Roy Halladay is known as perhaps the greatest pitcher to ever pull on a Blue Jays uniform; some would say that it is without a doubt that he is.

That could be quite intimidating for a young pitcher in the rotation with him.

Last year when Halladay was still with the Blue Jays, Ricky Romero and Brett Cecil came up to pitch with the team for the first time.  Halladay was the undisputed leader among the pitching staff at this time due to his experience and almost legendary status.

Having a pitcher on the team who can lead by example the way Halladay did cannot be underestimated. Simply watching Halladay practice and pitch could be a giant learning experience for pitchers just coming up to the Major Leagues.

But as ball clubs change and develop, different leaders are appropriate for the different times.  When Halladay was traded in the winter, Shaun Marcum became the veteran leader on the Blue Jays staff despite losing last season to injury.
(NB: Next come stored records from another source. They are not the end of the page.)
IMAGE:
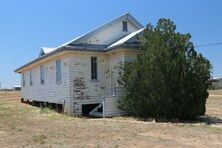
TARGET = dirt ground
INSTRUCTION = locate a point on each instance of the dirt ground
(22, 125)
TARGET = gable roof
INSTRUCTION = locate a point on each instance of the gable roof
(125, 39)
(75, 45)
(45, 50)
(126, 15)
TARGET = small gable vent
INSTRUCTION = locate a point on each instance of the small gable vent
(125, 27)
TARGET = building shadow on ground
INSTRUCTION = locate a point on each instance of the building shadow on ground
(209, 120)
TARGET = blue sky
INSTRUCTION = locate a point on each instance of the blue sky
(26, 26)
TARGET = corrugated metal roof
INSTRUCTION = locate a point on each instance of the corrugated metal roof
(46, 51)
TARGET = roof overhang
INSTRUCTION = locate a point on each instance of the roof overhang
(67, 49)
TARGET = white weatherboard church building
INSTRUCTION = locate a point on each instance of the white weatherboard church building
(81, 75)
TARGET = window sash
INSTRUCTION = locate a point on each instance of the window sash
(42, 74)
(58, 71)
(23, 79)
(93, 68)
(30, 74)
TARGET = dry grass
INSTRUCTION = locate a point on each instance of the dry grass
(23, 125)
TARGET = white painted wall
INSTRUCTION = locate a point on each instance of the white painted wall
(109, 34)
(50, 91)
(77, 65)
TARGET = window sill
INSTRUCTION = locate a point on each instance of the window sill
(94, 80)
(59, 82)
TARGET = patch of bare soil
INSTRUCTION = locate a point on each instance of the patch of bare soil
(22, 125)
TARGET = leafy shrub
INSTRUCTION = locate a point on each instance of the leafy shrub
(169, 80)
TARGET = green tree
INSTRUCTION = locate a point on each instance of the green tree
(169, 80)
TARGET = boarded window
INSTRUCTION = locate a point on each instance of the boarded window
(58, 71)
(42, 74)
(125, 27)
(93, 68)
(30, 76)
(23, 79)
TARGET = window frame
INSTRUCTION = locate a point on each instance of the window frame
(23, 79)
(58, 71)
(42, 74)
(30, 78)
(94, 68)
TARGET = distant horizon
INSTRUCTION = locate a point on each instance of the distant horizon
(27, 26)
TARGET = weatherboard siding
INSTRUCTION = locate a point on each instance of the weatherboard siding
(50, 91)
(83, 89)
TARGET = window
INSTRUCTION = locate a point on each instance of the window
(42, 74)
(58, 71)
(23, 79)
(93, 68)
(30, 76)
(125, 28)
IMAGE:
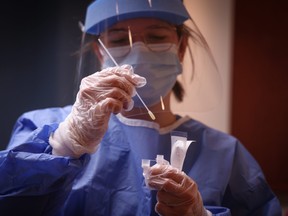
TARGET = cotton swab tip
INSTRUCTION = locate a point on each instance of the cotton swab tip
(152, 116)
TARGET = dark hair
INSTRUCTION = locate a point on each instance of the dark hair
(183, 31)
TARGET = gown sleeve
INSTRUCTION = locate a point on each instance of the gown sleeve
(32, 180)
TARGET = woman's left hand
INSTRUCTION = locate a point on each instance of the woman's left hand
(177, 193)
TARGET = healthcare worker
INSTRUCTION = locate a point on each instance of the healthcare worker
(85, 159)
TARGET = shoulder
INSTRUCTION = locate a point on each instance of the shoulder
(209, 137)
(43, 116)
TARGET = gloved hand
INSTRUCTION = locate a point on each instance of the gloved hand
(177, 193)
(100, 94)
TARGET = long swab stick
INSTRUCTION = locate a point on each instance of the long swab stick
(152, 116)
The 2010 season has seen Marcum recover with surprising success, putting up a 3.63 ERA, a 13-8 record with 161 strikeouts and just 43 walks.  His control and consistency, as well as his experience, has made him the pitcher that the other staff looks to for leadership.  But it is his easygoing and fun approach to the games that has helped to make this a very different pitching staff.

With Marcum being the oldest starter at 28 years old, this is a very young pitching rotation with many of the starts coming from pitchers from the minors such as Kyle Drabek.

There are also new additions such as Brandon Morrow, who came over in a trade from the Seattle Mariners.

With this combination of youth and new pitchers, it is important to have someone who can bring the picthing staff together.  Marcum has become that pitcher, and because of that, the Blue Jays have a very noticeable bond and camaraderie.

This companionship has created a sense of friendly competition and pushed the starters to a surprising and rather impressive year.  Romero established himself as a future ace with his play this year, and broke the 200 innings milestone for the first time.  Morrow led the league in strikeouts per nine innings this year and learned to control his powerful arm.  Cecil greatly improved on last year with his all-around numbers and led the team in wins.

Halladay personified greatness in a Blue Jays uniform, but in the end, perhaps it was the right time for him to move on.  He gets a chance to compete in the postseason this year as he justly deserves, and the Blue Jays have the opportunity to evolve into a different team, one that once again has a chance to make it to the playoffs.